1 Introduction

Disc degeneration is likely to cause various back problems, where accurate segmentation of intervertebral discs (IVDs) from MR images is a critical task in clinical diagnosis and treatment [1]. Recent advances of deep learning techniques have greatly facilitated the segmentation of MR images. Given a MR image (either 2D or 3D), deep learning systems can automatically localize and segment all related lesions end-to-end without user intervention. However, for the segmentation of intervertebral discs, the large range of IVD shapes and the limited number of available datasets pose significant challenges in practical applications, e.g., MICCAI 2018 Challenge on Automatic Intervertebral Disc Localization and Segmentation. Especially, for this challenge, the IVD shapes are dramatically different even in the same type of IVDs, where the availably small-sized dataset (only includes 64 3D MR images) are hard to support the training of deep segmentation model. Therefore, new methods need to be developed to address the above challenges for the IVD segmentation.

Early studies on IVD segmentation [2,3,4] have been done by manually extracted features, where these hand-crafted features are dependent on expert knowledge that can be subjective and unreliable. Recently, with the development of deep learning, many effective methods have been proposed in the field of image segmentation. Lin et al. proposed RefineNet [5], which explicitly exploits all the information available along the down-sampling process to enable high-resolution prediction using long-range residual connections.
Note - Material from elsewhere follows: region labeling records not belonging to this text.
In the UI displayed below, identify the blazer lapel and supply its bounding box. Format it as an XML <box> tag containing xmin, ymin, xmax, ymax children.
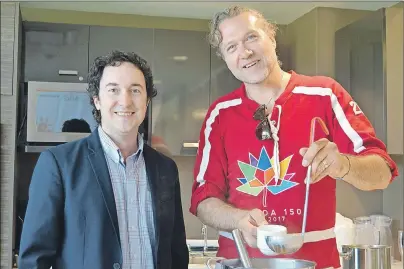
<box><xmin>143</xmin><ymin>147</ymin><xmax>160</xmax><ymax>258</ymax></box>
<box><xmin>88</xmin><ymin>129</ymin><xmax>121</xmax><ymax>246</ymax></box>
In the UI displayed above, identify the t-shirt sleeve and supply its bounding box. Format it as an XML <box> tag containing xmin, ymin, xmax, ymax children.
<box><xmin>190</xmin><ymin>101</ymin><xmax>227</xmax><ymax>215</ymax></box>
<box><xmin>331</xmin><ymin>78</ymin><xmax>398</xmax><ymax>180</ymax></box>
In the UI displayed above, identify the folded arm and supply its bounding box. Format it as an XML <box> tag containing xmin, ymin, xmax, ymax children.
<box><xmin>19</xmin><ymin>151</ymin><xmax>64</xmax><ymax>269</ymax></box>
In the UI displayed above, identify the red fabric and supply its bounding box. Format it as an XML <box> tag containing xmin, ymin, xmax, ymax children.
<box><xmin>190</xmin><ymin>72</ymin><xmax>398</xmax><ymax>268</ymax></box>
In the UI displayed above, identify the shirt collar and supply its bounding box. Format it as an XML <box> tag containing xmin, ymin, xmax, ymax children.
<box><xmin>98</xmin><ymin>125</ymin><xmax>144</xmax><ymax>164</ymax></box>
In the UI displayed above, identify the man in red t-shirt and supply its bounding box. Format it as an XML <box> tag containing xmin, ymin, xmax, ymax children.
<box><xmin>190</xmin><ymin>4</ymin><xmax>398</xmax><ymax>269</ymax></box>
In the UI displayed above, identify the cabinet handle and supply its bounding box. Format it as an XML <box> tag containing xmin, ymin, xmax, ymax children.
<box><xmin>59</xmin><ymin>70</ymin><xmax>79</xmax><ymax>76</ymax></box>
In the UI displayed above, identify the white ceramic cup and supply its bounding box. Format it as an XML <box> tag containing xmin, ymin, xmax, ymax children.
<box><xmin>257</xmin><ymin>224</ymin><xmax>287</xmax><ymax>255</ymax></box>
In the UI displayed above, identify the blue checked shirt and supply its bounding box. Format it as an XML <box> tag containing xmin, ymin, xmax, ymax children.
<box><xmin>98</xmin><ymin>126</ymin><xmax>155</xmax><ymax>269</ymax></box>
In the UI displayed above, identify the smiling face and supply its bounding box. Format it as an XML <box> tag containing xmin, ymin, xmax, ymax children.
<box><xmin>219</xmin><ymin>12</ymin><xmax>278</xmax><ymax>84</ymax></box>
<box><xmin>93</xmin><ymin>62</ymin><xmax>148</xmax><ymax>137</ymax></box>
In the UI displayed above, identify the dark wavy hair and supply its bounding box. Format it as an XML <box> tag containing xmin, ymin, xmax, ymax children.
<box><xmin>87</xmin><ymin>50</ymin><xmax>157</xmax><ymax>124</ymax></box>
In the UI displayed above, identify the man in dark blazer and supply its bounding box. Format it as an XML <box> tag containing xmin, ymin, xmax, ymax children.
<box><xmin>19</xmin><ymin>52</ymin><xmax>189</xmax><ymax>269</ymax></box>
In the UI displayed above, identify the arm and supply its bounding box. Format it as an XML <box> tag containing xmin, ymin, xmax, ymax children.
<box><xmin>171</xmin><ymin>164</ymin><xmax>189</xmax><ymax>269</ymax></box>
<box><xmin>341</xmin><ymin>151</ymin><xmax>392</xmax><ymax>191</ymax></box>
<box><xmin>197</xmin><ymin>197</ymin><xmax>249</xmax><ymax>232</ymax></box>
<box><xmin>18</xmin><ymin>151</ymin><xmax>64</xmax><ymax>269</ymax></box>
<box><xmin>300</xmin><ymin>78</ymin><xmax>398</xmax><ymax>191</ymax></box>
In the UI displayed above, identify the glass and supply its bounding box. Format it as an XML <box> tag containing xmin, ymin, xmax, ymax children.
<box><xmin>370</xmin><ymin>215</ymin><xmax>394</xmax><ymax>261</ymax></box>
<box><xmin>354</xmin><ymin>217</ymin><xmax>378</xmax><ymax>245</ymax></box>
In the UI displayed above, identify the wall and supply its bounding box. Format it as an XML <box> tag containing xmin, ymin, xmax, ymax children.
<box><xmin>383</xmin><ymin>3</ymin><xmax>404</xmax><ymax>257</ymax></box>
<box><xmin>8</xmin><ymin>4</ymin><xmax>403</xmax><ymax>248</ymax></box>
<box><xmin>287</xmin><ymin>3</ymin><xmax>404</xmax><ymax>257</ymax></box>
<box><xmin>16</xmin><ymin>7</ymin><xmax>288</xmax><ymax>239</ymax></box>
<box><xmin>0</xmin><ymin>2</ymin><xmax>21</xmax><ymax>269</ymax></box>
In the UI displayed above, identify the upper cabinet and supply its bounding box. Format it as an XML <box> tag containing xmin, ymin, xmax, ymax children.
<box><xmin>23</xmin><ymin>22</ymin><xmax>89</xmax><ymax>82</ymax></box>
<box><xmin>89</xmin><ymin>26</ymin><xmax>153</xmax><ymax>68</ymax></box>
<box><xmin>335</xmin><ymin>10</ymin><xmax>403</xmax><ymax>154</ymax></box>
<box><xmin>152</xmin><ymin>29</ymin><xmax>210</xmax><ymax>155</ymax></box>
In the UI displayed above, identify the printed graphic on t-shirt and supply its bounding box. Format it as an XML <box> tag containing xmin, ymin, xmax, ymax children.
<box><xmin>237</xmin><ymin>147</ymin><xmax>299</xmax><ymax>207</ymax></box>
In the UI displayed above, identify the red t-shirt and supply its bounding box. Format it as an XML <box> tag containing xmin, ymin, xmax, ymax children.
<box><xmin>190</xmin><ymin>71</ymin><xmax>398</xmax><ymax>268</ymax></box>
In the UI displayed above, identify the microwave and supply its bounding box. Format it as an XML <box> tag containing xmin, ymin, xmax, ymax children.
<box><xmin>26</xmin><ymin>81</ymin><xmax>151</xmax><ymax>145</ymax></box>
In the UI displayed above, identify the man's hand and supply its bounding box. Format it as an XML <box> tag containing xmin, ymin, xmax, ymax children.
<box><xmin>237</xmin><ymin>209</ymin><xmax>268</xmax><ymax>248</ymax></box>
<box><xmin>299</xmin><ymin>138</ymin><xmax>349</xmax><ymax>183</ymax></box>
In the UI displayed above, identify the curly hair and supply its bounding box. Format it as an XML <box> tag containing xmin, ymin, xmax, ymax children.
<box><xmin>87</xmin><ymin>50</ymin><xmax>157</xmax><ymax>124</ymax></box>
<box><xmin>208</xmin><ymin>5</ymin><xmax>277</xmax><ymax>57</ymax></box>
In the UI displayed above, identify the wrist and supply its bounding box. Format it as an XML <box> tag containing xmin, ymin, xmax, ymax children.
<box><xmin>336</xmin><ymin>154</ymin><xmax>351</xmax><ymax>180</ymax></box>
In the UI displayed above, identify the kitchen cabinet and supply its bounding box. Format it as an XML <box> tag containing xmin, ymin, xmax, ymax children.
<box><xmin>335</xmin><ymin>10</ymin><xmax>403</xmax><ymax>154</ymax></box>
<box><xmin>89</xmin><ymin>26</ymin><xmax>153</xmax><ymax>68</ymax></box>
<box><xmin>23</xmin><ymin>22</ymin><xmax>89</xmax><ymax>82</ymax></box>
<box><xmin>0</xmin><ymin>2</ymin><xmax>16</xmax><ymax>95</ymax></box>
<box><xmin>152</xmin><ymin>29</ymin><xmax>210</xmax><ymax>156</ymax></box>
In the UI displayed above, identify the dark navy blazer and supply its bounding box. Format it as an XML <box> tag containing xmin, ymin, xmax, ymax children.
<box><xmin>19</xmin><ymin>130</ymin><xmax>189</xmax><ymax>269</ymax></box>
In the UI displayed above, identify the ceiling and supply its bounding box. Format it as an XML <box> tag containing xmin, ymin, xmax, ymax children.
<box><xmin>21</xmin><ymin>0</ymin><xmax>399</xmax><ymax>24</ymax></box>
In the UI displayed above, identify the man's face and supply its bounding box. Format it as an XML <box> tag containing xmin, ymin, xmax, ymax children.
<box><xmin>94</xmin><ymin>62</ymin><xmax>147</xmax><ymax>137</ymax></box>
<box><xmin>219</xmin><ymin>12</ymin><xmax>278</xmax><ymax>84</ymax></box>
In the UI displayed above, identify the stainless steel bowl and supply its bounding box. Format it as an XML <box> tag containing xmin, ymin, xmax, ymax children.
<box><xmin>207</xmin><ymin>255</ymin><xmax>317</xmax><ymax>269</ymax></box>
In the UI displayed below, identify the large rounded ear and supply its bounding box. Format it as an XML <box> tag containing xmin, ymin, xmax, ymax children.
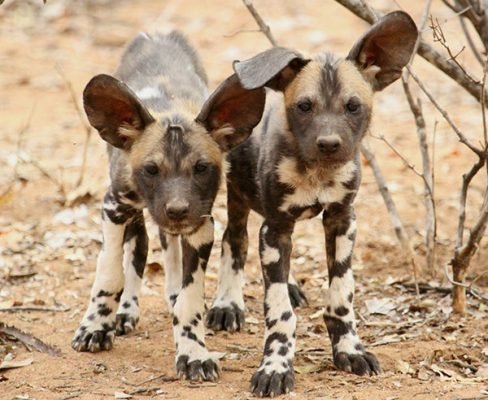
<box><xmin>83</xmin><ymin>74</ymin><xmax>154</xmax><ymax>150</ymax></box>
<box><xmin>234</xmin><ymin>47</ymin><xmax>310</xmax><ymax>90</ymax></box>
<box><xmin>347</xmin><ymin>11</ymin><xmax>418</xmax><ymax>90</ymax></box>
<box><xmin>196</xmin><ymin>74</ymin><xmax>266</xmax><ymax>151</ymax></box>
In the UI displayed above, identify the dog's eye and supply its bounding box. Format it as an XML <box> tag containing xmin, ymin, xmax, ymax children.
<box><xmin>297</xmin><ymin>100</ymin><xmax>312</xmax><ymax>113</ymax></box>
<box><xmin>144</xmin><ymin>163</ymin><xmax>159</xmax><ymax>176</ymax></box>
<box><xmin>346</xmin><ymin>97</ymin><xmax>361</xmax><ymax>114</ymax></box>
<box><xmin>193</xmin><ymin>161</ymin><xmax>209</xmax><ymax>175</ymax></box>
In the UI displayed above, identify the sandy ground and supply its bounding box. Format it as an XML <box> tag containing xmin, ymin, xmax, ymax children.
<box><xmin>0</xmin><ymin>0</ymin><xmax>488</xmax><ymax>400</ymax></box>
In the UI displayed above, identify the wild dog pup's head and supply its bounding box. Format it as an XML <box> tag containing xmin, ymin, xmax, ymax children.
<box><xmin>83</xmin><ymin>75</ymin><xmax>265</xmax><ymax>234</ymax></box>
<box><xmin>234</xmin><ymin>12</ymin><xmax>417</xmax><ymax>167</ymax></box>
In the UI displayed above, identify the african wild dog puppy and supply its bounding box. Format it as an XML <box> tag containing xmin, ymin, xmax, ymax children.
<box><xmin>72</xmin><ymin>32</ymin><xmax>265</xmax><ymax>380</ymax></box>
<box><xmin>207</xmin><ymin>12</ymin><xmax>417</xmax><ymax>396</ymax></box>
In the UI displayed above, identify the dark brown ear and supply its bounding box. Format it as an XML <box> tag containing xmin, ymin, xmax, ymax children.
<box><xmin>234</xmin><ymin>47</ymin><xmax>310</xmax><ymax>90</ymax></box>
<box><xmin>83</xmin><ymin>74</ymin><xmax>154</xmax><ymax>150</ymax></box>
<box><xmin>347</xmin><ymin>11</ymin><xmax>418</xmax><ymax>90</ymax></box>
<box><xmin>196</xmin><ymin>74</ymin><xmax>266</xmax><ymax>151</ymax></box>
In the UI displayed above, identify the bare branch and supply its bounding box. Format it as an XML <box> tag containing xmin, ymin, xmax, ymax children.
<box><xmin>456</xmin><ymin>157</ymin><xmax>486</xmax><ymax>249</ymax></box>
<box><xmin>402</xmin><ymin>76</ymin><xmax>437</xmax><ymax>275</ymax></box>
<box><xmin>56</xmin><ymin>65</ymin><xmax>92</xmax><ymax>187</ymax></box>
<box><xmin>336</xmin><ymin>0</ymin><xmax>488</xmax><ymax>104</ymax></box>
<box><xmin>430</xmin><ymin>16</ymin><xmax>481</xmax><ymax>85</ymax></box>
<box><xmin>459</xmin><ymin>17</ymin><xmax>483</xmax><ymax>65</ymax></box>
<box><xmin>361</xmin><ymin>143</ymin><xmax>408</xmax><ymax>247</ymax></box>
<box><xmin>444</xmin><ymin>264</ymin><xmax>488</xmax><ymax>302</ymax></box>
<box><xmin>407</xmin><ymin>67</ymin><xmax>484</xmax><ymax>156</ymax></box>
<box><xmin>361</xmin><ymin>143</ymin><xmax>420</xmax><ymax>297</ymax></box>
<box><xmin>242</xmin><ymin>0</ymin><xmax>278</xmax><ymax>47</ymax></box>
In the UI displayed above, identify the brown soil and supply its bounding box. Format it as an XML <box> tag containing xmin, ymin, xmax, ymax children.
<box><xmin>0</xmin><ymin>0</ymin><xmax>488</xmax><ymax>400</ymax></box>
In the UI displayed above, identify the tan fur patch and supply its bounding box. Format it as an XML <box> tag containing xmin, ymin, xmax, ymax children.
<box><xmin>129</xmin><ymin>121</ymin><xmax>165</xmax><ymax>169</ymax></box>
<box><xmin>337</xmin><ymin>60</ymin><xmax>373</xmax><ymax>109</ymax></box>
<box><xmin>285</xmin><ymin>60</ymin><xmax>374</xmax><ymax>109</ymax></box>
<box><xmin>184</xmin><ymin>122</ymin><xmax>223</xmax><ymax>169</ymax></box>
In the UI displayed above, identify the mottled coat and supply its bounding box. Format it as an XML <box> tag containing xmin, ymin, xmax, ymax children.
<box><xmin>207</xmin><ymin>12</ymin><xmax>417</xmax><ymax>396</ymax></box>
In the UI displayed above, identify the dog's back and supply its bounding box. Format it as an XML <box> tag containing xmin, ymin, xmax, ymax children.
<box><xmin>115</xmin><ymin>31</ymin><xmax>208</xmax><ymax>112</ymax></box>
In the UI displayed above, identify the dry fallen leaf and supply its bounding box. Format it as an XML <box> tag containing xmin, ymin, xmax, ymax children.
<box><xmin>364</xmin><ymin>297</ymin><xmax>396</xmax><ymax>315</ymax></box>
<box><xmin>114</xmin><ymin>392</ymin><xmax>132</xmax><ymax>399</ymax></box>
<box><xmin>0</xmin><ymin>322</ymin><xmax>61</xmax><ymax>356</ymax></box>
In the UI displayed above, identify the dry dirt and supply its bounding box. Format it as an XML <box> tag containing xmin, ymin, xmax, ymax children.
<box><xmin>0</xmin><ymin>0</ymin><xmax>488</xmax><ymax>400</ymax></box>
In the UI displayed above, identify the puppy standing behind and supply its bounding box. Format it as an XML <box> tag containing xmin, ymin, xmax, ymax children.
<box><xmin>207</xmin><ymin>12</ymin><xmax>417</xmax><ymax>396</ymax></box>
<box><xmin>72</xmin><ymin>32</ymin><xmax>265</xmax><ymax>380</ymax></box>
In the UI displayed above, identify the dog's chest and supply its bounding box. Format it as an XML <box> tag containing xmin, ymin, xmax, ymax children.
<box><xmin>277</xmin><ymin>158</ymin><xmax>357</xmax><ymax>220</ymax></box>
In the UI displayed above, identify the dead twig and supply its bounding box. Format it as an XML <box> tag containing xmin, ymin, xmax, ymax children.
<box><xmin>459</xmin><ymin>16</ymin><xmax>483</xmax><ymax>65</ymax></box>
<box><xmin>444</xmin><ymin>264</ymin><xmax>488</xmax><ymax>304</ymax></box>
<box><xmin>429</xmin><ymin>16</ymin><xmax>483</xmax><ymax>85</ymax></box>
<box><xmin>242</xmin><ymin>0</ymin><xmax>278</xmax><ymax>47</ymax></box>
<box><xmin>402</xmin><ymin>75</ymin><xmax>437</xmax><ymax>275</ymax></box>
<box><xmin>407</xmin><ymin>67</ymin><xmax>484</xmax><ymax>156</ymax></box>
<box><xmin>56</xmin><ymin>65</ymin><xmax>92</xmax><ymax>187</ymax></box>
<box><xmin>0</xmin><ymin>306</ymin><xmax>71</xmax><ymax>312</ymax></box>
<box><xmin>336</xmin><ymin>0</ymin><xmax>488</xmax><ymax>104</ymax></box>
<box><xmin>361</xmin><ymin>143</ymin><xmax>409</xmax><ymax>247</ymax></box>
<box><xmin>0</xmin><ymin>322</ymin><xmax>61</xmax><ymax>356</ymax></box>
<box><xmin>361</xmin><ymin>143</ymin><xmax>420</xmax><ymax>298</ymax></box>
<box><xmin>122</xmin><ymin>374</ymin><xmax>179</xmax><ymax>387</ymax></box>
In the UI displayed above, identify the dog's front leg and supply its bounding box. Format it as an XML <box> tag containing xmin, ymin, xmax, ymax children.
<box><xmin>207</xmin><ymin>185</ymin><xmax>250</xmax><ymax>332</ymax></box>
<box><xmin>71</xmin><ymin>191</ymin><xmax>138</xmax><ymax>352</ymax></box>
<box><xmin>251</xmin><ymin>220</ymin><xmax>296</xmax><ymax>397</ymax></box>
<box><xmin>159</xmin><ymin>229</ymin><xmax>183</xmax><ymax>312</ymax></box>
<box><xmin>323</xmin><ymin>204</ymin><xmax>380</xmax><ymax>375</ymax></box>
<box><xmin>173</xmin><ymin>218</ymin><xmax>219</xmax><ymax>381</ymax></box>
<box><xmin>115</xmin><ymin>210</ymin><xmax>149</xmax><ymax>335</ymax></box>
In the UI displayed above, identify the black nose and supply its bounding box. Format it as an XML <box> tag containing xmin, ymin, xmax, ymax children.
<box><xmin>166</xmin><ymin>201</ymin><xmax>190</xmax><ymax>220</ymax></box>
<box><xmin>316</xmin><ymin>135</ymin><xmax>342</xmax><ymax>154</ymax></box>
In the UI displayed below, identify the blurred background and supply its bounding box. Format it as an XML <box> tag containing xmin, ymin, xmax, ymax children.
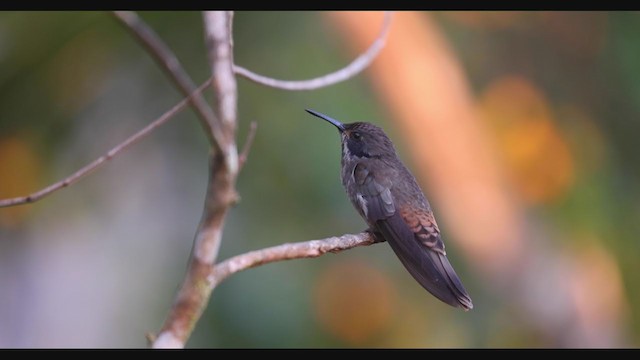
<box><xmin>0</xmin><ymin>11</ymin><xmax>640</xmax><ymax>348</ymax></box>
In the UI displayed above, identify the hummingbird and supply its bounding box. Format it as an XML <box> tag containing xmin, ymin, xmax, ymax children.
<box><xmin>306</xmin><ymin>109</ymin><xmax>473</xmax><ymax>311</ymax></box>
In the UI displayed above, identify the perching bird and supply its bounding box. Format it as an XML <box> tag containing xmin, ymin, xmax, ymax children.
<box><xmin>307</xmin><ymin>109</ymin><xmax>473</xmax><ymax>311</ymax></box>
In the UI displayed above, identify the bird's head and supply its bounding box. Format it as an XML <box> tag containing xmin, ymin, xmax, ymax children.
<box><xmin>306</xmin><ymin>109</ymin><xmax>395</xmax><ymax>158</ymax></box>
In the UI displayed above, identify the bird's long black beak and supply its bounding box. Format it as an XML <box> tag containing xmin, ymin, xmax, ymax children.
<box><xmin>305</xmin><ymin>109</ymin><xmax>344</xmax><ymax>132</ymax></box>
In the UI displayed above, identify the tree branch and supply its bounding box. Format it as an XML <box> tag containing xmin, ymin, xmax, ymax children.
<box><xmin>233</xmin><ymin>11</ymin><xmax>392</xmax><ymax>91</ymax></box>
<box><xmin>112</xmin><ymin>11</ymin><xmax>224</xmax><ymax>149</ymax></box>
<box><xmin>152</xmin><ymin>11</ymin><xmax>239</xmax><ymax>348</ymax></box>
<box><xmin>0</xmin><ymin>79</ymin><xmax>212</xmax><ymax>207</ymax></box>
<box><xmin>209</xmin><ymin>232</ymin><xmax>376</xmax><ymax>288</ymax></box>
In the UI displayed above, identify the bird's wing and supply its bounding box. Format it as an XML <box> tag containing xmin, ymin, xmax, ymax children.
<box><xmin>353</xmin><ymin>163</ymin><xmax>473</xmax><ymax>310</ymax></box>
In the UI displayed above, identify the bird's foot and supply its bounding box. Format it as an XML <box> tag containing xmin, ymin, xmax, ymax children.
<box><xmin>364</xmin><ymin>229</ymin><xmax>387</xmax><ymax>244</ymax></box>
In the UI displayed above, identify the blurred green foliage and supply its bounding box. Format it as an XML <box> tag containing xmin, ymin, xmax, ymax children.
<box><xmin>0</xmin><ymin>11</ymin><xmax>640</xmax><ymax>348</ymax></box>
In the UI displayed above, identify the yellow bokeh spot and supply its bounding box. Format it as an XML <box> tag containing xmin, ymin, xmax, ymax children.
<box><xmin>0</xmin><ymin>137</ymin><xmax>39</xmax><ymax>227</ymax></box>
<box><xmin>480</xmin><ymin>76</ymin><xmax>574</xmax><ymax>204</ymax></box>
<box><xmin>314</xmin><ymin>259</ymin><xmax>395</xmax><ymax>346</ymax></box>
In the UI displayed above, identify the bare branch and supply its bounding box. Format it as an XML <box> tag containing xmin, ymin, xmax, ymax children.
<box><xmin>112</xmin><ymin>11</ymin><xmax>220</xmax><ymax>149</ymax></box>
<box><xmin>0</xmin><ymin>79</ymin><xmax>212</xmax><ymax>207</ymax></box>
<box><xmin>233</xmin><ymin>11</ymin><xmax>392</xmax><ymax>91</ymax></box>
<box><xmin>153</xmin><ymin>232</ymin><xmax>376</xmax><ymax>348</ymax></box>
<box><xmin>209</xmin><ymin>232</ymin><xmax>375</xmax><ymax>287</ymax></box>
<box><xmin>238</xmin><ymin>121</ymin><xmax>258</xmax><ymax>169</ymax></box>
<box><xmin>152</xmin><ymin>11</ymin><xmax>239</xmax><ymax>347</ymax></box>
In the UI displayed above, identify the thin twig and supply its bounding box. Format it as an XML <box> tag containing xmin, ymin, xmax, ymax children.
<box><xmin>112</xmin><ymin>11</ymin><xmax>225</xmax><ymax>150</ymax></box>
<box><xmin>152</xmin><ymin>11</ymin><xmax>239</xmax><ymax>347</ymax></box>
<box><xmin>209</xmin><ymin>232</ymin><xmax>375</xmax><ymax>287</ymax></box>
<box><xmin>238</xmin><ymin>121</ymin><xmax>258</xmax><ymax>169</ymax></box>
<box><xmin>0</xmin><ymin>79</ymin><xmax>212</xmax><ymax>207</ymax></box>
<box><xmin>152</xmin><ymin>232</ymin><xmax>376</xmax><ymax>348</ymax></box>
<box><xmin>233</xmin><ymin>11</ymin><xmax>392</xmax><ymax>91</ymax></box>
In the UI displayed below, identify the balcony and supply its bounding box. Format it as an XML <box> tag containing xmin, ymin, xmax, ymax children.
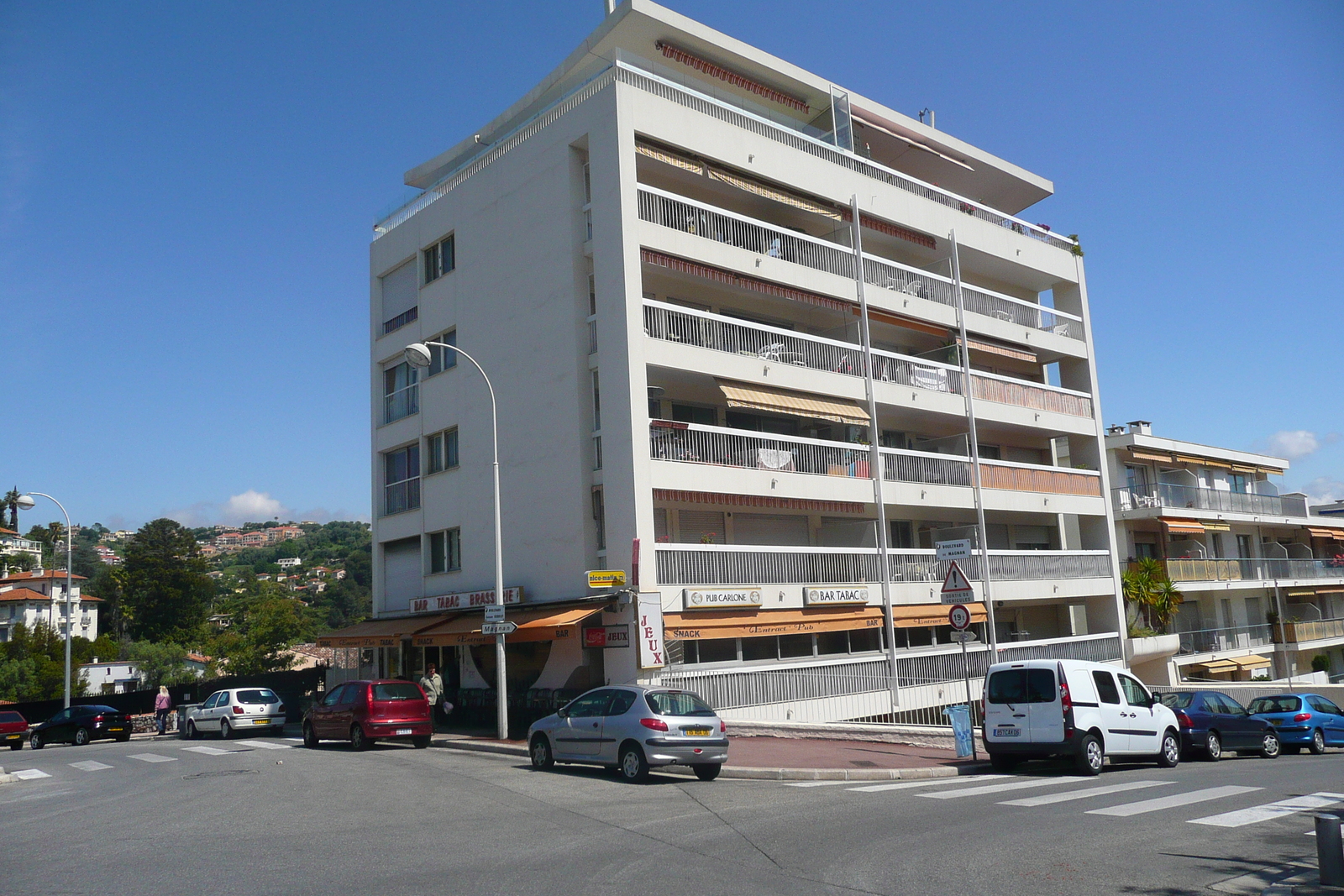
<box><xmin>657</xmin><ymin>544</ymin><xmax>1110</xmax><ymax>585</ymax></box>
<box><xmin>1111</xmin><ymin>482</ymin><xmax>1306</xmax><ymax>516</ymax></box>
<box><xmin>649</xmin><ymin>421</ymin><xmax>1100</xmax><ymax>497</ymax></box>
<box><xmin>643</xmin><ymin>300</ymin><xmax>1093</xmax><ymax>419</ymax></box>
<box><xmin>638</xmin><ymin>186</ymin><xmax>1084</xmax><ymax>340</ymax></box>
Zhao et al. [6] proposed PSPNet, which uses the pyramid pooling module to obtain multi-scale features. Wang et al. [7] proposed HDC to reduce the gridding issue caused by the standard dilated convolution operation with a simple and effective method. In particular, Deeplabv3 and Deeplabv3+ proposed by Chen et al. [8, 9] achieved a better performance on the PASCAL VOC 2012 semantic image segmentation dataset by using spatial pyramid pooling and dilated convolution.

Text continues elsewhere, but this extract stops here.